Há muito se fala de como a conversa entre empresas e público deixou de ser um monólogo para, na era das redes sociais, se transformar num intenso diálogo —cheio de aprendizados e riscos. E o diálogo tem consequências.
Uma associação americana que reúne alguns dos CEOs mais importantes do mundo lançou novo compromisso baseado em proposição revolucionária: as empresas não devem mais seguir só os interesses de seus acionistas, mas da comunidade em geral, investindo em seus funcionários, protegendo o ambiente e tratando todos os seus “stakeholders” de forma justa e ética.
O histórico manifesto foi elaborado pela Business Roundtable, uma organização pró-business composta apenas por CEOs de empresas americanas, gente como Jeffrey Bezos (Amazon), Tim Cook (Apple), Mary Barra (General Motors) e Larry Fink (BlackRock).
A proposta de guinada brusca de orientação talvez não tenha repercutido tanto quanto sua ambição, dado o grau de desconfiança em relação ao grande capital e às grandes corporações. Desconfiança gerada justamente pela postura excessivamente focada no lucro, que o manifesto procura reorientar.
Vemos toda semana uma grande crise na relação de grandes companhias com o público. Inclusive no Brasil. Crises que podem envolver a relação da empresa com seus funcionários, com seus clientes, com o meio ambiente, com governos.
Diante de um público zangado e mobilizado, cresce a sensação de que é preciso mudar essa relação. O documento da Roundtable não especifica como a mudança deve ser feita. Parece mais um começo de DR do que um chamado à ação. Não será fácil nem há fórmula pronta. Cada empresa precisará buscar seu caminho de transformação. Mas já é um grande salto diante da antiga máxima de Milton Friedman de que a “responsabilidade social das empresas é aumentar seus lucros”.
Por enquanto há só promessas vagas de remunerar melhor funcionários, ampliando benefícios e treinamento; proteger o ambiente, adotando práticas sustentáveis, e promover diversidade, dignidade e respeito.
Os críticos acusaram a falta de medidas concretas e lembraram que as corporações estavam precisando se defender de ataques diários dos pré-candidatos democratas à Presidência, que acenam com medidas anticorporativas antes impensáveis de serem defendidas por líderes dos grandes partidos americanos.
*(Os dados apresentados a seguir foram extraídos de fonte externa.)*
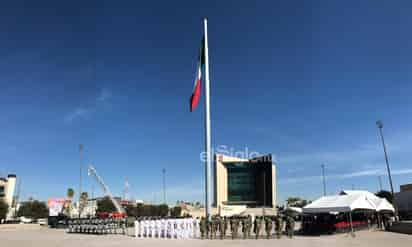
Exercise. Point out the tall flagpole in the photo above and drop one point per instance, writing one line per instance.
(208, 164)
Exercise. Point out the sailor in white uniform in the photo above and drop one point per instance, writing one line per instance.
(152, 228)
(137, 229)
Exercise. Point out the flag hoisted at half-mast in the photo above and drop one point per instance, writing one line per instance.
(203, 61)
(194, 99)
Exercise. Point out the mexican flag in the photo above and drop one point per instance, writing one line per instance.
(194, 99)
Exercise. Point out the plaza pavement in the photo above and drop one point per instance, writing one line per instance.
(36, 236)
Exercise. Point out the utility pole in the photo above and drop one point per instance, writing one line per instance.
(164, 185)
(324, 179)
(80, 177)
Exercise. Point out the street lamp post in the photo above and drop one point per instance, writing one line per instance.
(379, 124)
(380, 127)
(164, 185)
(324, 180)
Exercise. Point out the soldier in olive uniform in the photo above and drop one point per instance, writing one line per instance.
(249, 226)
(290, 226)
(224, 229)
(278, 226)
(203, 227)
(208, 228)
(213, 228)
(244, 227)
(232, 226)
(220, 226)
(258, 224)
(268, 227)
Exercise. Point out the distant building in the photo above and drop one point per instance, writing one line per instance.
(244, 182)
(403, 201)
(7, 187)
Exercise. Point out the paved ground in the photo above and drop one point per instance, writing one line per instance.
(36, 236)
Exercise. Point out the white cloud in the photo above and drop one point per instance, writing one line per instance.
(82, 112)
(364, 173)
(77, 113)
(105, 94)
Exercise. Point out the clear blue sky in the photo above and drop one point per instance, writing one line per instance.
(303, 80)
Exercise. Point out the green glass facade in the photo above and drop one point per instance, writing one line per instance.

Sou do time que reconhece os dados científicos. Eles apontam que a humanidade nunca viveu tão bem, segundo tudo o que pode ser medido: consumo de alimentos, acesso a bens e serviços, expectativa de vida... Atestam o sucesso do capitalismo como o sistema mais eficiente até aqui para gerar e distribuir prosperidade (mesmo que de forma desigual).
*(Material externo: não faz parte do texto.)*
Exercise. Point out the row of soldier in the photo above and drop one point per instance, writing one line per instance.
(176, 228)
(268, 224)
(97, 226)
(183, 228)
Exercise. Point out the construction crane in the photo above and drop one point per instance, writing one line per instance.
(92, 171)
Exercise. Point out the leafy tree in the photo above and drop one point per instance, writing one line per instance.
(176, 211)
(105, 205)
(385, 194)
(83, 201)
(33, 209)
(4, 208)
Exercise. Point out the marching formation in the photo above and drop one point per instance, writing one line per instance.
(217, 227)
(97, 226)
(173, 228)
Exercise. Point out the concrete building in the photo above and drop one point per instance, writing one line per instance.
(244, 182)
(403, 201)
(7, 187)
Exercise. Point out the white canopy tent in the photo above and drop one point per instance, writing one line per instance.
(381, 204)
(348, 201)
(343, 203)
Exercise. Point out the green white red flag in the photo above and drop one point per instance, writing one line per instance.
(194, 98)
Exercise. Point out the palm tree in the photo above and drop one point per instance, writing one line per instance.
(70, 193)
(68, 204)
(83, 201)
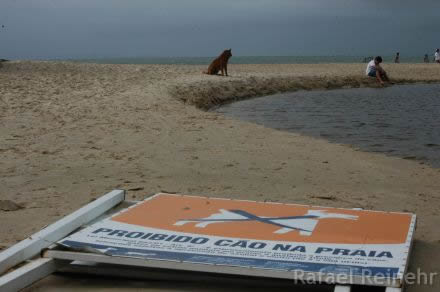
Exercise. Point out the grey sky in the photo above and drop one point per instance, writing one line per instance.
(135, 28)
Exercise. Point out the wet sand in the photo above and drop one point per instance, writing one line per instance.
(72, 132)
E uma das maiores forças do capitalismo é justamente seu dinamismo, sua capacidade de se abrir e incorporar pressões e inovações.
Para que as empresas possam mudar o foco do lucro líquido para o orgulho líquido e passem a atuar mais em prol de sua comunidade do que de seus acionistas, elas precisarão combinar isso com os russos, quer dizer, com seus investidores. Mas também nesse grupo não faltam sinais de mudança. Os fundos verdes são onda crescente nos mercados, e a corrida por tecnologias verdes é a nova corrida do ouro.
O capitalismo, como tudo, sempre precisa se reinventar. A concentração excessiva de renda é a serpente por trás dos maiores problemas da humanidade. O esbanjamento dessa liquidez é uma afronta. E o uso perdulário e inconsequente dos recursos do planeta é o caminho da destruição. Por isso, é fundamental que os grandes CEOs tomem para si uma pauta de estadistas.